Explicação Histórica
A expressão 'entrando Jeú pelas portas' indica sua chegada ao centro de poder da cidade de Jezreel, o que denota a iminência do confronto. 'Disse ela' refere-se a Jezabel, a rainha-mãe, conhecida por sua idolatria e perversidade. Sua pergunta retórica 'Teve paz Zinri, que matou a seu senhor?' é uma alusão ao breve e trágico reinado de Zinri (1 Reis 16:9-19), que usurpou o trono matando o rei Elá, seu senhor, mas governou apenas sete dias antes de cometer suicídio. Jezabel usa 'paz' ironicamente, questionando se Jeú, um novo regicida, esperava um destino diferente de Zinri, sugerindo que sua usurpação também terminaria em calamidade.
Interpretação Doutrinária
Este episódio ilustra a implacável justiça de Deus sendo executada sobre a casa de Acabe e Jezabel, conforme profecias anteriores (1 Reis 21:21-23). Jeú é o instrumento escolhido por Deus para cumprir Seu juízo contra a idolatria e a impiedade. A arrogância e a persistência de Jezabel em sua maldade, mesmo diante da derrota iminente, reforçam a doutrina de que o pecado e a rebelião contra Deus trazem consequências inevitáveis, e que a soberania divina se manifesta no cumprimento de Suas palavras através de eventos históricos.
Aplicação Prática
A narrativa nos lembra que Deus é justo e que Ele julga o pecado e a desobediência.

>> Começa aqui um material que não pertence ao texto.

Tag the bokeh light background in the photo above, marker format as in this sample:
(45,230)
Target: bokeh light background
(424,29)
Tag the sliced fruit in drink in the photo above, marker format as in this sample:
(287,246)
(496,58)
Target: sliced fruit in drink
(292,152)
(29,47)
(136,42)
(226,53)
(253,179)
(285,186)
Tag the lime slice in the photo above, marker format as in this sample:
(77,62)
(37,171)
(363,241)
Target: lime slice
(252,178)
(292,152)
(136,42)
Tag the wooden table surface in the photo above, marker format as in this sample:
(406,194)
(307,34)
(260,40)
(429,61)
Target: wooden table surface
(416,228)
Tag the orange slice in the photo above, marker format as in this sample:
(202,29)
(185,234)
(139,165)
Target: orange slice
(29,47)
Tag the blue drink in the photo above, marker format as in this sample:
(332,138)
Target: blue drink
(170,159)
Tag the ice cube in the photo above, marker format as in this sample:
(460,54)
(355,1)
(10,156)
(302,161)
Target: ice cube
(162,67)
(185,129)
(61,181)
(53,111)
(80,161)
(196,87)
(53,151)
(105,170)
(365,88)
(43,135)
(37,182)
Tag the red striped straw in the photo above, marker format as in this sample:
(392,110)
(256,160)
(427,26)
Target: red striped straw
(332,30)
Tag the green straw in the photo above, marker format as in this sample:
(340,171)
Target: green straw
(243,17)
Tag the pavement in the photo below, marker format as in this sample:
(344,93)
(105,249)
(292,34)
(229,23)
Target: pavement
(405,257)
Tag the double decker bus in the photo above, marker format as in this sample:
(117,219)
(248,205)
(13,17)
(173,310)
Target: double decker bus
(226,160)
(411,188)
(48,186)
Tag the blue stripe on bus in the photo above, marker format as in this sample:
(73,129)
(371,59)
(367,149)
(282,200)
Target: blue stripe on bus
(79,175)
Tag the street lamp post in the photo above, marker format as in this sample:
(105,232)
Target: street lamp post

É um chamado ao arrependimento genuíno e à busca por uma vida de santificação, pois a impiedade, mesmo em face da autoridade divina, não permanece impune. Para o cristão hoje, significa confiar na justiça de Deus e buscar viver em retidão, reconhecendo que a fidelidade a Ele conduz à verdadeira paz e não a um fim trágico como o dos ímpios.
Precauções de Leitura
É crucial não isolar este versículo ou as ações de Jeú, entendendo-o dentro do contexto específico do Antigo Testamento como um ato de juízo divino contra uma dinastia e um povo apóstatas. Não deve ser interpretado como uma justificativa para violência pessoal, vingança ou desobediência civil, mas sim como a manifestação do juízo soberano de Deus em um contexto histórico particular. Evite glorificar a audácia de Jezabel como uma virtude.